Why does Search endpoint show search results of the other region?

shahoodshahood Member

Hi @AmosDuveen ,

These days, I'm trying to understand how region has been implemented in this API. So, I'll be throwing even more questions like this in future.

Now for example, if I search for 'arcade' using https://od-api.oxforddictionaries.com:443/api/v1/search/en?q=arcade&prefix=false&regions=gb, the API returns 8 results all from region "gb" but one which is as follows:

"matchType": "headword",
"region": "us",
"score": 1.2160443,
"word": "video arcade",
"id": "video_arcade",
"matchString": "arcade"

So what's the purpose of region filter in Search endpoint, if it still returns results from the unwanted region?



  • AmosDuveenAmosDuveen Member, Administrator, Moderator admin

    Hi Shahood,

    There was a thread about this issue here, where you will also find my response.

  • shahoodshahood Member

    Hi @AmosDuveen

    I've gone through this thread already but couldn't find answer to my question there.

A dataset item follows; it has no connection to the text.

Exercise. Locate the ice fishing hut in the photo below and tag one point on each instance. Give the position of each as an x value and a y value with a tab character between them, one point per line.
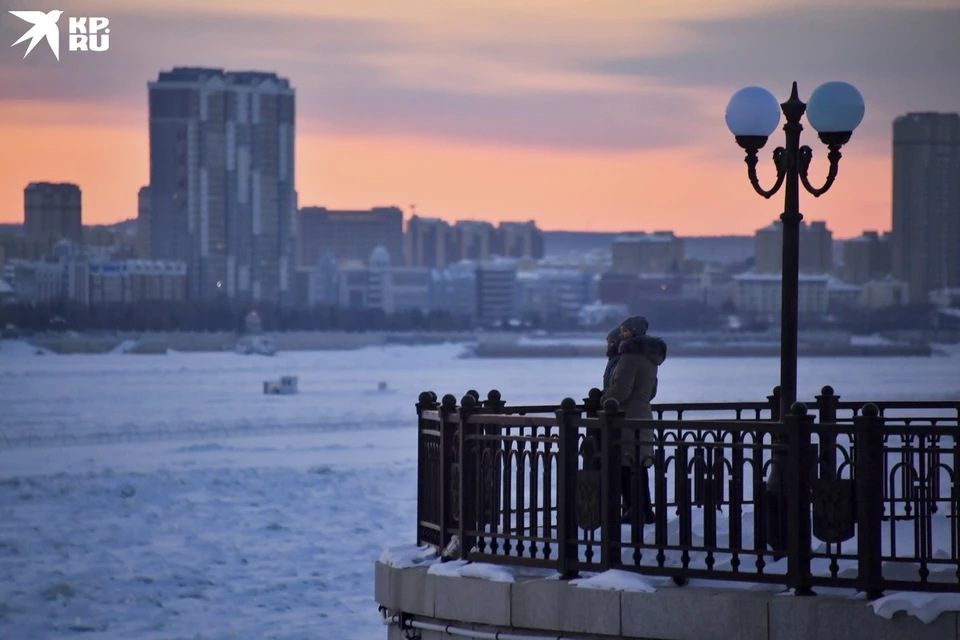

    I know we have only 2 regions to choose from but I don't know how to choose them accurately and I need help with that.

    To me, if we apply the region filter to Search endpoint, it should give only those search results that are relevant to the filtered region. This certainly is not the case here.

    So pl make me understand how this filter is designed to work.


  • AmosDuveenAmosDuveen Member, Administrator, Moderator admin
    edited February 6

    Hi @shahood,

    The issue you're having is the confusion between regions (plural; a filter) and region (singular; a label). That confusing labeling is our fault.

    What you are seeing is an Americanism that is listed in the Oxford Dictionary of English (ODE, our best single volume dictionary covering current British and World English); had you used the .../regions=us/... filter, you would have been directed to results from the New Oxford American Dictionary (NOAD, a parallel work to ODE that is focused on US English), where you would have found some terms with a region label indicating a variety of British English.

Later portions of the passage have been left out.